Organization for Black Struggle celebrates silver anniversary
By Meliqueica Meadows
Of the St. Louis American
The year 2005 marked the 25th anniversary of St. Louis’ largest grassroots community organization. Founded in 1980 by a small group of local activists, the Organization for Black Struggle (OBS) has grown into a force to be reckoned with in the community. Whether it’s police brutality or unjust incarceration, OBS is committed to fight for the rights of the disenfranchised.
“We organize for the purpose of waging black struggle, and that is on all different levels,” founding member Kalimu Endesha said.
“Even though St. Louis is majority black, basically we are still powerless. We’re the voice for the powerless. We can help folks organize around police brutality or being railroaded into the prison-industrial complex.”
Since its inception, OBS has succeeded on many fronts, perhaps none more memorable than the release of wrongfully convicted Ellen Reasonover. Endesha, founding member Jamala Rogers and board member Thomas Mines all agreed this was a defining moment for the organization.
On her way to do laundry in 1983, Reasonover stopped by a Dellwood gas station to get change. Although she could see three men inside the station, no one answered her repeated knocks at the window. When Reasonover later learned that she had happened upon a murder and robbery in progress, she contacted police, but Reasonover herself became the chief suspect. She ultimately served 16 years in prison for a crime she did not commit. Had it not been for the efforts of OBS and other committed organizations and individuals, she may never have been released.
“‘Grassroots’ doesn’t have to mean rag-tag or incompetent. We have always strived for a work style that reflects the best of our people,” Rogers said.
“Whether or not people agree with our politics or tactics, they respect our ability to stay on an issue for as long as it takes to bring resolution. I don’t think there are too many groups in St. Louis who are willing to stay on an issue like the unjust incarceration of Ellen Reasonover for almost two decades.
OBS is currently focusing its efforts on the Campaign for Reggie Clemons. Clemons was one of the three African-American co-defendants sentenced to death for their alleged involvement in the deaths of Robin and Julie Kerry in April 1991. (A fourth white co-defendant was given a 30-year sentence after turning state’s evidence against the other three and is eligible for parole in 2007.) The case and three subsequent capital murder trials was wrought with inconsistencies, alleged police brutality and prosecutorial misconduct.

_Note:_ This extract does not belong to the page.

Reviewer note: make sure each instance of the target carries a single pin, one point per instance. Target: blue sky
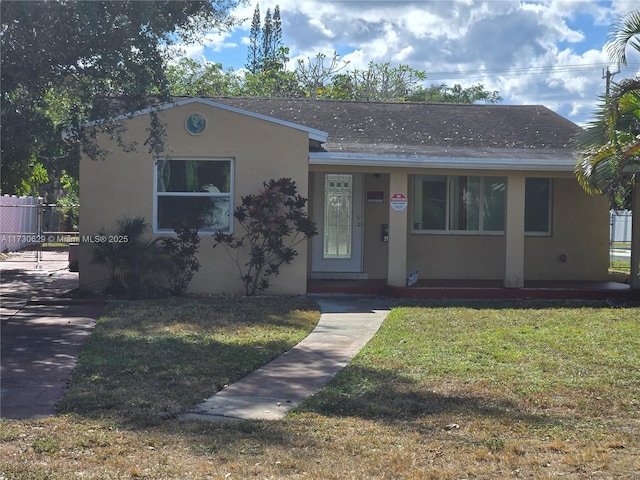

The organization hopes to have the case reopened before Clemons is put to death. Along the same lines, OBS is working on the passage of Board Bill 69, which calls for a Civilian Review Board of the St. Louis Police Department.
“We are the best-kept secret in the city, and that’s because we are not corporate-sponsored. We are not begging to be sponsored, as such, so in order to get our message out it takes a whole lot of effort in a lot of creative ways,” Endesha said.
“It’s an organization that has not been co-opted by any corporation or individual,” Mines said.
“For 25 years plus, this organization has been at the forefront of the movement in the St. Louis area, and that success is due directly to the efforts of Jamala Rogers, Kalimu and all the other members.”
OBS has survived for the past 25 years because of its commitment to principle, tenacity and vision, along with its deep roots in the community. While some may find an organization like OBS to be outdated and unnecessary in the face of a growing black middle class, members know that a need for the group’s work will continue well into the future.
“The people who know what the organization is about know that it will always be relevant, because the message is very clear,” Mines said.
“Unfortunately, after 25 years of struggle we still got the same problems that they had when they first started out, such as police repression, police brutality and unjust imprisonment. Those things are still very prevalent in our community, so the message is still loud and clear and the work must continue.”
Endesha agreed with Mines that the current plight of African Americans and the poor in St. Louis demands that OBS’ efforts continue.
“A lot of the oppressive and racist things that happened in the past have just taken different forms,” Mines said, “and we have had to pull the cover off of those different kinds of racist, oppressive, sexist practices and let folks know that the struggle still continues.”